Data Engineer

teamlink

Remote 2 Years Exp Posted 81d ago

Job Responsibilities

Understand long-term and short-term business requirements to precisely match them with the capabilities of different distributed storage and computing technologies from the plethora of options available in the ecosystem.
Create complex data processing pipelines.
Design scalable implementations of the models developed by our Data Scientists.
Deploy data pipelines in production systems based on CICD practices.
Create and maintain clear documentation on data models/schemas as well as transformation/validation rules.
Troubleshoot and remediate data quality issues raised by pipeline alerts or downstream consumers.

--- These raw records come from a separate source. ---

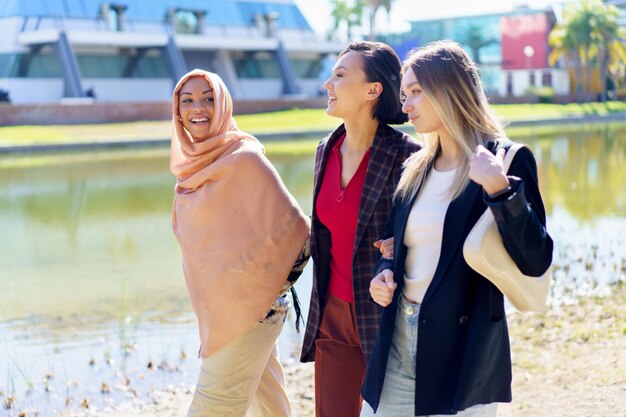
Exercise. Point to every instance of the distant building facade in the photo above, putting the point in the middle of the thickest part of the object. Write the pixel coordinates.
(510, 48)
(134, 50)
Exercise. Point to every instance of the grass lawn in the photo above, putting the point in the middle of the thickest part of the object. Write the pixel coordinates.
(295, 120)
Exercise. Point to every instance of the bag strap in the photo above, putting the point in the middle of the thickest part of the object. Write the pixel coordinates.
(510, 154)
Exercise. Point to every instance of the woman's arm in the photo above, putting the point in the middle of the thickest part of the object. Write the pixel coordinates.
(517, 208)
(521, 217)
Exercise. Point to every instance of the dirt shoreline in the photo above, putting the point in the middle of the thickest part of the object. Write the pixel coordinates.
(568, 362)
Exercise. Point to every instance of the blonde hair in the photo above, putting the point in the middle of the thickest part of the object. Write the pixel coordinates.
(450, 81)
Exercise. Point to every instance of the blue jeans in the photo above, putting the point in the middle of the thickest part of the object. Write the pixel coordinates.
(398, 396)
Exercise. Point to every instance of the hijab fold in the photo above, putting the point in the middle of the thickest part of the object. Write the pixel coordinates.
(239, 229)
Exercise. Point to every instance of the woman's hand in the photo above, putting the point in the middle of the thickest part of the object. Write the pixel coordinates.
(487, 170)
(382, 287)
(386, 247)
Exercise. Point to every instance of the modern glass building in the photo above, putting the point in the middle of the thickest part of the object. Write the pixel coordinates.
(134, 50)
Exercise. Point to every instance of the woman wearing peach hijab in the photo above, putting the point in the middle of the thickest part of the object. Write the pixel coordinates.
(241, 236)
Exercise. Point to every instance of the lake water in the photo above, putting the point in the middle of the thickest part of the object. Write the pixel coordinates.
(92, 299)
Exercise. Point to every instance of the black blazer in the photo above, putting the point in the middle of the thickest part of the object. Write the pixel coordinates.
(463, 354)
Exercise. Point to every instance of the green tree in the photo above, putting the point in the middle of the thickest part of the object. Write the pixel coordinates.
(588, 32)
(349, 12)
(564, 46)
(608, 47)
(373, 6)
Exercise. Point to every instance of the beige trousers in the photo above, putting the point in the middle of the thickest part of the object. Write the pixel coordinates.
(245, 378)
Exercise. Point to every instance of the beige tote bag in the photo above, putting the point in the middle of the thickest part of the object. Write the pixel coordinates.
(484, 252)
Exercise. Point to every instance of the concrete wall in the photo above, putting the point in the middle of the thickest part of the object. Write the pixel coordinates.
(33, 90)
(133, 89)
(82, 112)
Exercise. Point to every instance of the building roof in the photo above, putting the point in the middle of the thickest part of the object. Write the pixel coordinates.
(218, 12)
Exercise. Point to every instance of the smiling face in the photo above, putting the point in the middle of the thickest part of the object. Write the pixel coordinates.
(419, 107)
(196, 107)
(349, 92)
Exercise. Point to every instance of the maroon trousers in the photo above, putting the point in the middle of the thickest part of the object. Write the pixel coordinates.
(339, 362)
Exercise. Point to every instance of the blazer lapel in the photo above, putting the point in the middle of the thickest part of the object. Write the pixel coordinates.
(453, 233)
(379, 168)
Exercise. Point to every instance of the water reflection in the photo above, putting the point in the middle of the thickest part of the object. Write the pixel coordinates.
(91, 284)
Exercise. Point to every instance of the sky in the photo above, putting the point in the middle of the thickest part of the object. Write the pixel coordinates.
(317, 12)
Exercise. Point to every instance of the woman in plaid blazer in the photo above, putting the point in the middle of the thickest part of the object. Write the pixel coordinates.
(357, 168)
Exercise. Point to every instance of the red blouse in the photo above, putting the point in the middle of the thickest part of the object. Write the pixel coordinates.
(338, 210)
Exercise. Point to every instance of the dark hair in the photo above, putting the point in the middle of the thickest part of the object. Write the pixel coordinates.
(381, 64)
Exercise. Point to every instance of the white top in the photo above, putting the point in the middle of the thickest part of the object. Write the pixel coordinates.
(424, 232)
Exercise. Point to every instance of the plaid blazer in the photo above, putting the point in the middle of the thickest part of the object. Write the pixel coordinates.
(389, 150)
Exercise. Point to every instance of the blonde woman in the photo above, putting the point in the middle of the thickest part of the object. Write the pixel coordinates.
(241, 236)
(443, 345)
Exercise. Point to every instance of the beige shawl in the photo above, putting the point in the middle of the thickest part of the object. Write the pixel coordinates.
(238, 227)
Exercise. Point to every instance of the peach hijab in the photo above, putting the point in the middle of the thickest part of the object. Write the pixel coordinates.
(239, 229)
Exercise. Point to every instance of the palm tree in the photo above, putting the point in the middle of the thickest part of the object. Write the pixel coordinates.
(589, 31)
(373, 6)
(608, 48)
(349, 12)
(564, 45)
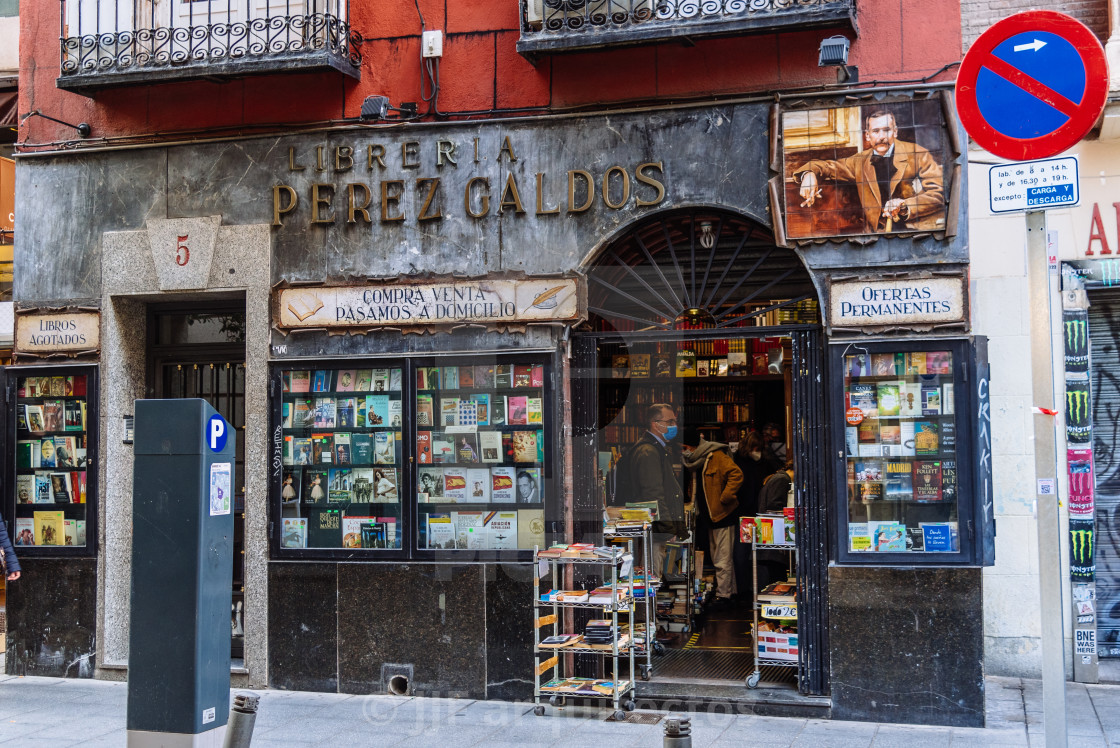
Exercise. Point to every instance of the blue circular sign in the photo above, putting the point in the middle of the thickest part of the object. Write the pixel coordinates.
(217, 431)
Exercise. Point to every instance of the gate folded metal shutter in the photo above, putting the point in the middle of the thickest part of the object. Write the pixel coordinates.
(1104, 373)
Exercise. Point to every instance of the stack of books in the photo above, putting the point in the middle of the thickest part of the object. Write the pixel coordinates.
(599, 630)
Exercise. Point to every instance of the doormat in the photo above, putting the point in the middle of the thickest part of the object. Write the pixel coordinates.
(636, 718)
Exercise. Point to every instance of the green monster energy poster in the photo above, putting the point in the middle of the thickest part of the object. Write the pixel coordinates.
(1078, 421)
(1075, 334)
(1082, 545)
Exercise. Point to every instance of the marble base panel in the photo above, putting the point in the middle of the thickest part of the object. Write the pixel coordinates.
(52, 618)
(907, 645)
(451, 630)
(304, 626)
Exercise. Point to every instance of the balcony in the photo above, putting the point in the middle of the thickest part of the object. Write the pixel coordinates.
(119, 43)
(551, 26)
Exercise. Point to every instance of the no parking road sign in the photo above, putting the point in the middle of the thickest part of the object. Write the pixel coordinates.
(1032, 85)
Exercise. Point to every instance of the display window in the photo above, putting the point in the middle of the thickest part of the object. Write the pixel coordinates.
(906, 452)
(413, 457)
(55, 447)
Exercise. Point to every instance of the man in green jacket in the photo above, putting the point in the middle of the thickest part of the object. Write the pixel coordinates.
(652, 473)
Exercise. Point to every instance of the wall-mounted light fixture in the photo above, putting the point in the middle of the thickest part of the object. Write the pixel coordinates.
(83, 128)
(834, 52)
(378, 108)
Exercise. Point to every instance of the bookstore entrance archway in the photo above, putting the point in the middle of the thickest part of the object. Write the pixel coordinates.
(700, 309)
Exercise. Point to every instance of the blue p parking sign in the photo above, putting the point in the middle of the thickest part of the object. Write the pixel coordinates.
(216, 432)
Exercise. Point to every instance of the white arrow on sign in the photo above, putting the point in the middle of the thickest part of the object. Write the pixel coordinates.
(1036, 45)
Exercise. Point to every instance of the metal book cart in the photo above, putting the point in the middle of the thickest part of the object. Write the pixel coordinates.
(649, 604)
(783, 611)
(619, 692)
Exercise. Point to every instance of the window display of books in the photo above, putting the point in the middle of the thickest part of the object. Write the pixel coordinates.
(479, 454)
(52, 460)
(341, 452)
(901, 451)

2+ years of overall industry experience building and deploying large scale data processing pipelines in a production environment.
Experience building data pipelines and data centric applications using distributed storage platforms such as HDFS, S3, NoSql databases (Hbase, Cassandra, etc.); and distributed processing platforms such as Hadoop, Spark, Hive, Oozie, Airflow, etc.
Hands on experience with MapR, Cloudera, Hortonworks, and/or Cloud (AWS EMR, Azure HDInsights, Qubole, etc.) based Hadoop distributions.
Practical experience working with well-known data engineering tools and platforms Kafka, Spark, Hadoop.
Solid understanding of Data Modelling, ML and AI concepts.
Fluent in programming languages like Nodejs/Java/Python.
- Education: B.E / B Tech / M Tech / MS.